Dual citizenship — yes for both, but with a US twist
Both countries allow dual citizenship. You do not have to renounce one to gain the other.
The US tax twist: the United States is one of only two countries in the world (with Eritrea) that taxes its citizens on worldwide income for life, regardless of where they live. A Canadian-American living in Toronto must file:
- US Form 1040 annually
- FBAR (FinCEN 114) if foreign bank accounts exceed USD$10,000 in aggregate at any time during the year
- Form 8938 (FATCA) if foreign financial assets exceed USD$200,000 (single filers abroad)
The Canada-US tax treaty and the Foreign Earned Income Exclusion (~USD$126,500 in 2024) prevent most actual double taxation, but the filing burden is real and lifelong. Many CPAs in Canada specialize in cross-border returns; expect to pay CA$1,500–3,500 per year in compliance costs as a US-Canadian dual.
Canada, by contrast, taxes on residence, not citizenship. If you become a Canadian and move abroad, you stop owing Canadian income tax on non-Canadian earnings the day you become a tax non-resident.
Can you get one through the other?
No. Becoming a Canadian PR does not give you any path to US citizenship, and a US green card does not shorten the Canadian path. Each country runs its own residency clock starting from the day you become a permanent resident in that country.
The exception is citizenship by descent — many people are unaware they qualify. Roughly 3.4 million people in the US have at least one Canadian-born parent who was a Canadian citizen at the time of their birth, which can confer Canadian citizenship by descent (subject to the first-generation limit, which Bill C-3 removed in late 2025). Conversely, the US confers citizenship on most children born to US-citizen parents abroad if at least one parent met US residency rules before the birth.
Which is harder — overall?
For most Canadian PRs, the Canadian application is slightly easier because:
- The presence rule is shorter (3 years vs 5).
- The fee is lower.
- There is no lifelong tax obligation.
- The test, while broader, is open-format multiple choice rather than an oral interview.
For most US LPRs, the US naturalization is slightly easier because:
- The civics question bank is fixed and small (100 questions).

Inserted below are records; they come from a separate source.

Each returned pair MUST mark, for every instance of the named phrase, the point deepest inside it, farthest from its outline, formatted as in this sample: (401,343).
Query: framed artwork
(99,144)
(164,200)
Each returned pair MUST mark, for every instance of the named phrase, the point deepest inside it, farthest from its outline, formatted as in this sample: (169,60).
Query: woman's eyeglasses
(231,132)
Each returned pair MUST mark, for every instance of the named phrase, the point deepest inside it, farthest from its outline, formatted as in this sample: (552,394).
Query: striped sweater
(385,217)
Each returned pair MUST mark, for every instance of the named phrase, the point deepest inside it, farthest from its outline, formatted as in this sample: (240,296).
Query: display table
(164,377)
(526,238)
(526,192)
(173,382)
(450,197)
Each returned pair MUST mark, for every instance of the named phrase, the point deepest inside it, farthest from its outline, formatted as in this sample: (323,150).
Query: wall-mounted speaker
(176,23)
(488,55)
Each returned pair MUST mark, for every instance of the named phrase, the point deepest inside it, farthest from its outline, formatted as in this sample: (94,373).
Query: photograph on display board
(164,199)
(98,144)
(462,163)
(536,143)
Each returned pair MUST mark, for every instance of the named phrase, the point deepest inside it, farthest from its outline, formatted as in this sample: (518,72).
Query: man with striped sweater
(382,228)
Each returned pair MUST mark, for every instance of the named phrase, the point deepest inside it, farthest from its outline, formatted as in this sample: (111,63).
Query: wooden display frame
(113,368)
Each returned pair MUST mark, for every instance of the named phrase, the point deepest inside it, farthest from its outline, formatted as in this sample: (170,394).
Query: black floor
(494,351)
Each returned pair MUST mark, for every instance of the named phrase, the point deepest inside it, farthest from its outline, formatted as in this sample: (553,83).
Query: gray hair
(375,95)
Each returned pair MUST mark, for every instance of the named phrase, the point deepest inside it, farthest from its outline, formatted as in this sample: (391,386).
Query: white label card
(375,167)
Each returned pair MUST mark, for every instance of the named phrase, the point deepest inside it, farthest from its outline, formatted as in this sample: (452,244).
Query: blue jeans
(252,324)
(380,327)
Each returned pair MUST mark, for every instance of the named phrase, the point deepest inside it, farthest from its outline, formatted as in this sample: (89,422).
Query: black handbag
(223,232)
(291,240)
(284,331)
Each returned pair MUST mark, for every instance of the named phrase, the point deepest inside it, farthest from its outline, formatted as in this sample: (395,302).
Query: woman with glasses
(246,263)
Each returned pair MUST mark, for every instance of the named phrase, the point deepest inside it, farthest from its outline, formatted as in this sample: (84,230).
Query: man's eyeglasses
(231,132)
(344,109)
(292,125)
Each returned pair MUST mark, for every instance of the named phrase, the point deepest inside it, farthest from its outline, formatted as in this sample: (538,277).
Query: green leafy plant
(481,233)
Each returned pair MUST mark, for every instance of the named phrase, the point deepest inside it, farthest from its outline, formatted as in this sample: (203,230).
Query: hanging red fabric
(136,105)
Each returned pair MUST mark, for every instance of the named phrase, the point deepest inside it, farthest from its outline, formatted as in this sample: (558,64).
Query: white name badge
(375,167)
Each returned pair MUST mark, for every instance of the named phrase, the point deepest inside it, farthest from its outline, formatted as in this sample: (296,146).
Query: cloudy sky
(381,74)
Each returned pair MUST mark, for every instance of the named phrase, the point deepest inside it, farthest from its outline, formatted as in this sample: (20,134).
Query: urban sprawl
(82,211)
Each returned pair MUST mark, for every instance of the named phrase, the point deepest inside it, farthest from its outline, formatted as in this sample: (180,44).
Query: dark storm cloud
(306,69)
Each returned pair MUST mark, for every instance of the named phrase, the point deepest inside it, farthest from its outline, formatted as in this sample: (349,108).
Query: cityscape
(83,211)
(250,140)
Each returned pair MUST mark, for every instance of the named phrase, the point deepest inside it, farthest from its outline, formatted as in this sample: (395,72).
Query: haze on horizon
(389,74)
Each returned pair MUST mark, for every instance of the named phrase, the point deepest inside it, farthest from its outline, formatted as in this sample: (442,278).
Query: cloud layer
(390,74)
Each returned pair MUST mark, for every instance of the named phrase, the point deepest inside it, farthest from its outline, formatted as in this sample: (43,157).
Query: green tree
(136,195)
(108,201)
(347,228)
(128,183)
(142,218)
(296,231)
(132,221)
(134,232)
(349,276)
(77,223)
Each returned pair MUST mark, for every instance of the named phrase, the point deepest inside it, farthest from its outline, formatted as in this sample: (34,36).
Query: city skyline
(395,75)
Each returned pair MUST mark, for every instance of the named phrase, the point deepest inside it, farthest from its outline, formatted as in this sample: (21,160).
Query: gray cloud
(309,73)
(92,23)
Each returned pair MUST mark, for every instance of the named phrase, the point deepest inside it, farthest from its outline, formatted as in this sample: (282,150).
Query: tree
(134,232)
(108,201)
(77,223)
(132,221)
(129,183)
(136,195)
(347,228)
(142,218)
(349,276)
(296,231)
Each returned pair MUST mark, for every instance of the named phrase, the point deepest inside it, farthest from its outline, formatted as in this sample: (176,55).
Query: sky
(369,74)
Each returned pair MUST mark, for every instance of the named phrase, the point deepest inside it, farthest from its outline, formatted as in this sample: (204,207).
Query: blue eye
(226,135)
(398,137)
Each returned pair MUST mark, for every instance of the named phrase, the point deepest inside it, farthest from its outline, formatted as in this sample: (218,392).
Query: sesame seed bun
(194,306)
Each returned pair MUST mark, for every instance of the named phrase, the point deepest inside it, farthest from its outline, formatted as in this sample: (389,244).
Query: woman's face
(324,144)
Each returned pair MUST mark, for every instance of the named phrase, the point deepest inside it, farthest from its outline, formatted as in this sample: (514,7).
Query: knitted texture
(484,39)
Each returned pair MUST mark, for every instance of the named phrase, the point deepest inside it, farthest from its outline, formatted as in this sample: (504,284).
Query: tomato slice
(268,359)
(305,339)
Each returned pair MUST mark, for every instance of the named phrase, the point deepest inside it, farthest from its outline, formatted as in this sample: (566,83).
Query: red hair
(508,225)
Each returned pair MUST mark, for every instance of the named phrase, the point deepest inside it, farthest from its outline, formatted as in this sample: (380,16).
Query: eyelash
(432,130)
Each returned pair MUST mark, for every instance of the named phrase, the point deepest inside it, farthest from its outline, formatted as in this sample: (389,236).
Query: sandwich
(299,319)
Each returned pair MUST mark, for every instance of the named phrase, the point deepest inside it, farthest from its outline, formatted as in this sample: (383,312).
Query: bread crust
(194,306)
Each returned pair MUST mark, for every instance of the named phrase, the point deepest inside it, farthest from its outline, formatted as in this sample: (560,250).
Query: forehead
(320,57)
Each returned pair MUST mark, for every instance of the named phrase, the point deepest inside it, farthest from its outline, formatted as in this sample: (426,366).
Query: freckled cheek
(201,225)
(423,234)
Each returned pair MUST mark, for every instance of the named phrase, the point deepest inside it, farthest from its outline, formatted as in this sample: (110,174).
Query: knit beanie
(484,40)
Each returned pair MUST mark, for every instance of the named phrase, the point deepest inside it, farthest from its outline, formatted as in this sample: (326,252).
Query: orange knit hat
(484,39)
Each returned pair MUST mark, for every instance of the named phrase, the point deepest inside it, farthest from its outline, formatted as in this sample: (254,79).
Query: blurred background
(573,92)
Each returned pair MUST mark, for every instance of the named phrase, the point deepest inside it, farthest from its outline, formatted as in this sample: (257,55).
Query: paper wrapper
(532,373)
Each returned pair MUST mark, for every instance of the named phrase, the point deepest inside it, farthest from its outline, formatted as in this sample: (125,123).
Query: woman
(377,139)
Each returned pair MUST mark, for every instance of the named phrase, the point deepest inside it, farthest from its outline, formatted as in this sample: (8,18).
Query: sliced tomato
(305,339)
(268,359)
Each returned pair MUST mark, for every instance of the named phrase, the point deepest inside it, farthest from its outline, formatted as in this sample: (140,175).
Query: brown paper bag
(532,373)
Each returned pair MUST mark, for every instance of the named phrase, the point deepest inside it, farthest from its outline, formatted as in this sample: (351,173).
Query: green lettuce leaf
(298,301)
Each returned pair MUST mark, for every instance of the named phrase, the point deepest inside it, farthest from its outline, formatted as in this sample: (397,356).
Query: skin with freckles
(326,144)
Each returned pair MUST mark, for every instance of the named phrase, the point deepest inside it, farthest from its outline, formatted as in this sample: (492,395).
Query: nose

- The English requirement is conversational, not standardized testing.
- USCIS field offices process predictably (with regional variation).
The big asymmetry is post-citizenship: a Canadian passport gives you visa-free or visa-on-arrival access to ~190 countries; a US passport gives you ~185. The US passport adds Cuba (without the OFAC compliance Canadians need); the Canadian passport adds China and a few others. Both are top-10 globally.
Studying for the Canadian test? CitizenPass has 600+ practice questions plus an AI coach that explains every answer. Start free at [citizenpass.ca](https://citizenpass.ca/practice-test/free).
Related reading
- [Canadian vs UK Citizenship 2026](/blog/canadian-citizenship-vs-uk-citizenship)
- [Canadian vs Australian Citizenship 2026](/blog/canadian-citizenship-vs-australian-citizenship)
- [Becoming a Citizen in 5 English-Speaking Countries](/blog/becoming-citizen-canada-vs-us-uk-australia-new-zealand)
- [Dual Citizenship in Canada — Complete Guide](/blog/dual-citizenship-canada-complete-guide)
- [Physical Presence Requirement (1,095 Days)](/blog/canadian-citizenship-physical-presence-requirement)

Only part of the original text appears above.